Fertility and sexual development are often major concerns for patients with Turner syndrome. The ovaries develop but typically degenerate during fetal life or in early childhood. However, spontaneous menstruation and childbirth occur in 2 to 5 percent of patient with Turner syndrome, which may be explained by substantial 46,XX/45,X mosaicism, with normal cell populations existing in the ovaries.19 Because spontaneous pregnancy is possible, patients should be counseled about birth control if sexually active.
Patients with Turner syndrome are likely to ask their family physicians about reproductive potential, and age-appropriate counseling about infertility treatments can markedly mitigate the adverse psychological impact of the diagnosis.12 In vitro fertilization (using oocytes harvested and cryopreserved before ovarian regression is complete) is being studied in young women with Turner syndrome.11 Spontaneous or assisted pregnancy carries substantial risks; therefore, preconception counseling and cardiac echocardiography or magnetic resonance imaging (MRI) are essential. Primary care providers should monitor the pregnancy as part of a multidisciplinary team (e.g., high-risk obstetrics, cardiology, and reproductive endocrinology subspecialists).
In addition to reproductive counseling, the transition to adult treatment of Turner syndrome includes management of atherogenic cardiovascular risk factors (e.g., hypertension, diabetes, hyperlipidemia); calcium and vitamin D supplementation to prevent osteoporosis; and ongoing sex hormone therapy. A baseline dual energy x-ray absorptiometry scan to evaluate bone mineral density is recommended at the first adult visit. Adult women should continue to receive high-quality echocardiography or MRI of the aorta every five to 10 years to assess the need for surgical correction of severe aortic root dilatation (which occurs over time in 8 to 42 percent of patients).
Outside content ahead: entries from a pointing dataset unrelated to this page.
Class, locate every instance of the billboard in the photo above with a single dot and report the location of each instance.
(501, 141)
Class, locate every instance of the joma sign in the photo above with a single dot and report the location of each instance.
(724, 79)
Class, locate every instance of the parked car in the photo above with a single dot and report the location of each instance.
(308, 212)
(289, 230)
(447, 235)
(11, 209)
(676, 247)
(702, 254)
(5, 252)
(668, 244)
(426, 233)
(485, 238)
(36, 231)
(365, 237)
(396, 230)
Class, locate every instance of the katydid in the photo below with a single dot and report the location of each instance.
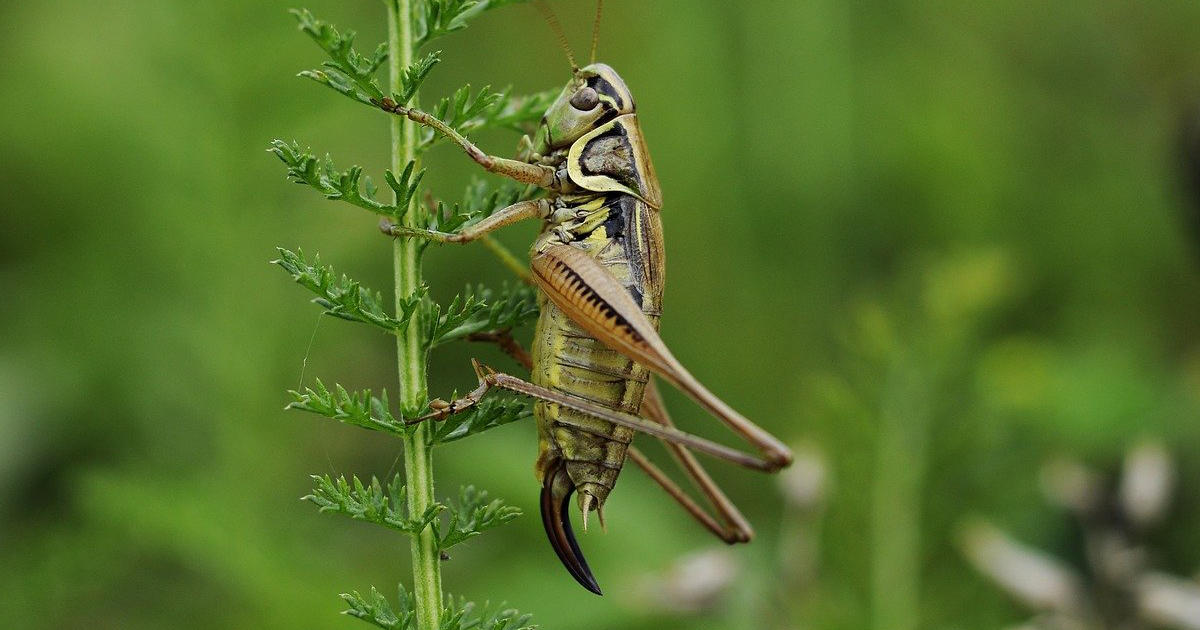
(599, 267)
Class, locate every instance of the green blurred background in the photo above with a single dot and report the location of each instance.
(931, 244)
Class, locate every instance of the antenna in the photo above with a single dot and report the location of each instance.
(595, 30)
(549, 13)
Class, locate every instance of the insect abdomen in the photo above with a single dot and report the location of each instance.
(570, 360)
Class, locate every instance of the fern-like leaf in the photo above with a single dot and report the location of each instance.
(373, 503)
(342, 297)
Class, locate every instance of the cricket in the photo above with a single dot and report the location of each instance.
(599, 267)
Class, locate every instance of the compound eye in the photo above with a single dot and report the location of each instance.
(585, 100)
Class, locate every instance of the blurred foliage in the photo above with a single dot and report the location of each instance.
(942, 240)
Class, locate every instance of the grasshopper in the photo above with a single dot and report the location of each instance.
(599, 265)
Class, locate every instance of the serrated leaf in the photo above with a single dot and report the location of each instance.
(490, 413)
(479, 310)
(373, 503)
(322, 175)
(342, 297)
(357, 408)
(472, 515)
(348, 72)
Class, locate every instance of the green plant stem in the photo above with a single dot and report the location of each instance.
(409, 345)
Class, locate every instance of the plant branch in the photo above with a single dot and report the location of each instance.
(411, 347)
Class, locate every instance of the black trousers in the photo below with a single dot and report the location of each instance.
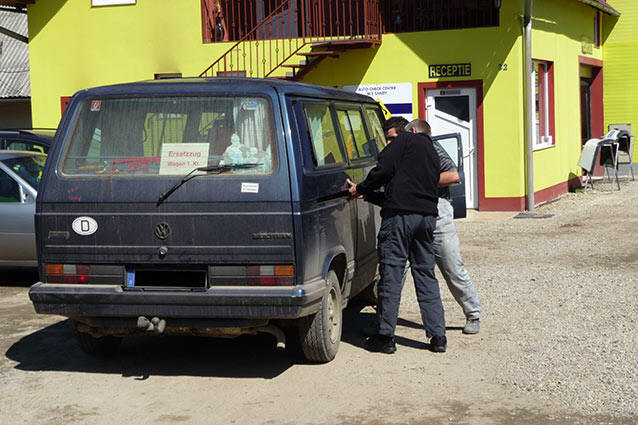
(405, 237)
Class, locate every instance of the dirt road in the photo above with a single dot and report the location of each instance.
(557, 345)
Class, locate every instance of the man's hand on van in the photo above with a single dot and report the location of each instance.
(352, 188)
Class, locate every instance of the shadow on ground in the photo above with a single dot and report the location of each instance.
(18, 277)
(54, 348)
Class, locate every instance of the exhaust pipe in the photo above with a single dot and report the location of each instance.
(156, 324)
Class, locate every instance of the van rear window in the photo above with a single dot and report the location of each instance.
(170, 136)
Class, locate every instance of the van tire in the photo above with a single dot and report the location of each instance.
(105, 346)
(320, 333)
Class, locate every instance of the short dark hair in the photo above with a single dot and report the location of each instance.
(421, 126)
(398, 123)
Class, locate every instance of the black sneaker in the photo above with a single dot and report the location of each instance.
(380, 344)
(438, 343)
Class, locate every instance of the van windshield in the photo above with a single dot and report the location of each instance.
(170, 136)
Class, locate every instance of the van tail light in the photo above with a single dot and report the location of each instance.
(277, 275)
(68, 273)
(84, 273)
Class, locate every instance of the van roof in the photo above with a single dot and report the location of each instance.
(197, 85)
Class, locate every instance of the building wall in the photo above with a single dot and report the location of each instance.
(560, 29)
(15, 113)
(74, 46)
(621, 63)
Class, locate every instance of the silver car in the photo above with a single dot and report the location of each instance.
(20, 174)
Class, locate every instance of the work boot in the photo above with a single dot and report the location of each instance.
(380, 344)
(373, 328)
(438, 343)
(472, 326)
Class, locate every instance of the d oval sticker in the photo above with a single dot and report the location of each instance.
(84, 226)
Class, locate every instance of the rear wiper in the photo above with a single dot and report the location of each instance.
(215, 169)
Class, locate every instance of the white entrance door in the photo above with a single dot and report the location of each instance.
(453, 110)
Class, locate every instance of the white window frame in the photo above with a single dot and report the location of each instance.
(545, 139)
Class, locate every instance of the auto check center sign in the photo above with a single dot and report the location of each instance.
(395, 97)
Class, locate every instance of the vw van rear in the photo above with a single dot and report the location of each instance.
(208, 207)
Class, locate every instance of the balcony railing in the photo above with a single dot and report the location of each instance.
(291, 27)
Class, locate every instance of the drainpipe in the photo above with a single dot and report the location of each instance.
(529, 103)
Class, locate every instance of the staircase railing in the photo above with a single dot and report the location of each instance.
(286, 31)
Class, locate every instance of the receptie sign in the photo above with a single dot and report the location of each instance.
(450, 70)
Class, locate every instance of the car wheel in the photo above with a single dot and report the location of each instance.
(320, 333)
(102, 346)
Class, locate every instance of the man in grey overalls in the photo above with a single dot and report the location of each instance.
(447, 250)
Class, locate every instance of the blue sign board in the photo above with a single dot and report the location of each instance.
(450, 70)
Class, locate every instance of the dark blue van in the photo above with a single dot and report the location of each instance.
(208, 207)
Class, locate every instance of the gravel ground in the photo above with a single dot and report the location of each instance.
(557, 345)
(564, 290)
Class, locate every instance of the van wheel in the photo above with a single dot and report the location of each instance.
(320, 333)
(102, 347)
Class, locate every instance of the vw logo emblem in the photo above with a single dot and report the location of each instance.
(162, 231)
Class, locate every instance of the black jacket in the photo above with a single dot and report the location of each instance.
(409, 169)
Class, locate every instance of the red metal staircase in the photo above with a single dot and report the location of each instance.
(297, 35)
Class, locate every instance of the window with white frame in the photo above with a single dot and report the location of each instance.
(543, 78)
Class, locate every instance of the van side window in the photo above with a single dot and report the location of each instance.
(376, 128)
(9, 189)
(325, 144)
(353, 133)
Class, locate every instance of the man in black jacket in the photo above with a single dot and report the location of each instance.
(409, 169)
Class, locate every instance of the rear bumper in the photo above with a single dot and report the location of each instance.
(219, 302)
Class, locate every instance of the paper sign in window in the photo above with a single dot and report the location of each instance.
(182, 158)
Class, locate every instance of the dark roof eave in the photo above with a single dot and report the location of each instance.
(601, 5)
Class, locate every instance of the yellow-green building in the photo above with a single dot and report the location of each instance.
(460, 64)
(620, 56)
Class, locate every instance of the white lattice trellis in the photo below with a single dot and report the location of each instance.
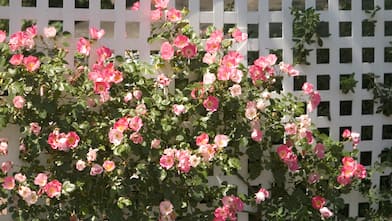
(269, 25)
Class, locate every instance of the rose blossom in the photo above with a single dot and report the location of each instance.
(96, 169)
(53, 188)
(109, 165)
(167, 51)
(19, 102)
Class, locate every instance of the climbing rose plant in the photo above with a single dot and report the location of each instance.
(114, 138)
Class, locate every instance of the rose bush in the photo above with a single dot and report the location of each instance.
(114, 138)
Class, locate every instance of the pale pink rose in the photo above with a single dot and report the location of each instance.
(202, 139)
(174, 15)
(167, 51)
(9, 183)
(221, 140)
(135, 123)
(35, 128)
(178, 109)
(163, 81)
(194, 161)
(209, 78)
(115, 136)
(161, 4)
(166, 161)
(209, 58)
(31, 63)
(6, 166)
(109, 165)
(313, 178)
(165, 207)
(211, 104)
(346, 133)
(92, 155)
(16, 59)
(41, 179)
(319, 150)
(72, 139)
(262, 195)
(155, 143)
(307, 88)
(181, 41)
(128, 97)
(96, 169)
(257, 135)
(80, 165)
(235, 90)
(135, 6)
(238, 35)
(32, 198)
(141, 109)
(3, 36)
(137, 94)
(156, 14)
(136, 138)
(3, 146)
(84, 46)
(53, 188)
(189, 51)
(19, 102)
(96, 34)
(24, 191)
(20, 177)
(325, 212)
(50, 32)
The psychosocial impact of Turner syndrome may be substantial for young girls and women. These effects may be caused by (in decreasing order of patient importance) infertility; short stature; and impaired development of sexual characteristics, most importantly lack of libido.12 Physicians should elicit specific concerns from patients, addressing them individually, and should recommend comprehensive school-based psychoeducational assessment.